Jakarta Yusril Ihza Mahendra menilai Komisi Pemberantasan Korupsi (KPK) terlalu berlebihan dalam menangani dugaan korupsi pengadaan Alquran. Ia menyarankan KPK untuk lebih fokus pada pengawasan dana setoran haji.
"Kalau mau dikatakan, ambil tindakan korupsi di Kemenag (Kementerian Agama) itu sebenarnya KPK fokuskan pada dana awal setoran jemaah haji. Sekarang orang mau jemaah haji baru 10 tahun berangkatnya, tapi sudah bayar Rp 20 juta dan uangnya sudah terkumpul Rp 40 triliun. Sekarang uangnya di mana kita tidak ketahui. Uangnya dimanfaatkan untuk apa?" kata Yusril di Hotel Sultan, Jalan Gatot Subroto, Jakarta Pusat, Senin (9/7/2012).
Profesor bidang tata negara ini juga mengingatkan KPK untuk serius dalam persoalan setoran dana haji. Selain itu, tema ini juga dinilai dapat meningkatkan citra KPK jika bisa mengungkapkan aliran dana setoran haji.
"KPK harus serius kaji ini karena jauh lebih besar dampaknya, dan jauh lebih bisa diketahui masyarakat. Dan dapat meningkatkan citra KPK dalam menangani kasus besar," harap Yusril.

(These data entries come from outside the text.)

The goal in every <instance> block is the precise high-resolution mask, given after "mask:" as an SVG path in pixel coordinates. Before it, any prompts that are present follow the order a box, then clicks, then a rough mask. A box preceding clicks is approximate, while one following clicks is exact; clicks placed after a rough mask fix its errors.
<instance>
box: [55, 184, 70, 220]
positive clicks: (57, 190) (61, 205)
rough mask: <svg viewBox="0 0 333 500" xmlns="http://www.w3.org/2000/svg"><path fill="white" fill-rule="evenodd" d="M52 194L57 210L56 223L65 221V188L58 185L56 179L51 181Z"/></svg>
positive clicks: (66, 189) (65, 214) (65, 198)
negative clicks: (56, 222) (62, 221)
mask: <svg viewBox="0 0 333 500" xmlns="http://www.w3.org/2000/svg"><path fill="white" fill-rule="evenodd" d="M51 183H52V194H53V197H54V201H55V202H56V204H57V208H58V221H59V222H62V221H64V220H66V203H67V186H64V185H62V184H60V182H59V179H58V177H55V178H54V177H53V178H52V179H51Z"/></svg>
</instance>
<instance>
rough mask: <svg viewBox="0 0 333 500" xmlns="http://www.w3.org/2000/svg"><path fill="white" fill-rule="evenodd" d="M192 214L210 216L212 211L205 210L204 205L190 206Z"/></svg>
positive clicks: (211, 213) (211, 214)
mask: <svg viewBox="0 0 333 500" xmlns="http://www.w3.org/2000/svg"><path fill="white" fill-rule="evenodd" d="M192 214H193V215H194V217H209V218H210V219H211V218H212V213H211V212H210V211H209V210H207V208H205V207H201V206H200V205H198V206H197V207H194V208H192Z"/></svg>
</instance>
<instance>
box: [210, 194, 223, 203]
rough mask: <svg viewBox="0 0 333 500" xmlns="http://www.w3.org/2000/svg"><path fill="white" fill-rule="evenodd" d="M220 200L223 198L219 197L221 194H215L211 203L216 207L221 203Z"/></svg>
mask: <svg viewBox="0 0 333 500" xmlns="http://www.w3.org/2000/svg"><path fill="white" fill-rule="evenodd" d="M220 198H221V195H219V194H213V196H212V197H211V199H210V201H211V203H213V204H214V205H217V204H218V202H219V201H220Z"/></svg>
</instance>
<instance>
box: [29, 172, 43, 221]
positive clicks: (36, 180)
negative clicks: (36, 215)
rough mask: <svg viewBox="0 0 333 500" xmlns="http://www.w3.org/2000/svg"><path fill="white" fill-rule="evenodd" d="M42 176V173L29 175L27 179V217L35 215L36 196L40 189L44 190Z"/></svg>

Yusril yang juga ditunjuk sebagai pengacara Zulkarnaen Djabbar melihat tindakan KPK dalam menangani dugaan korupsi pengadaan Alquran berlebihan. "Menurut saya, KPK terlalu berlebihan, yang penting adalah mengenai dana setoran haji," tutup Yusril.
Sebelumnya, KPK sudah mencegah politisi Golkar Zulkarnaen Djabbar dan anaknya Dendi Prasetya. Keduanya juga sudah ditetapkan sebagai tersangka.
Proyek pengadaan Alquran itu terjadi pada 2011. Nilai proyek diduga sebesar Rp 35 miliar. Diduga anggota DPR mendapatkan uang terkait pelaksanaan proyek. KPK belum memberikan penjelasan resmi berapa jumlah kerugian negara dalam proyek itu.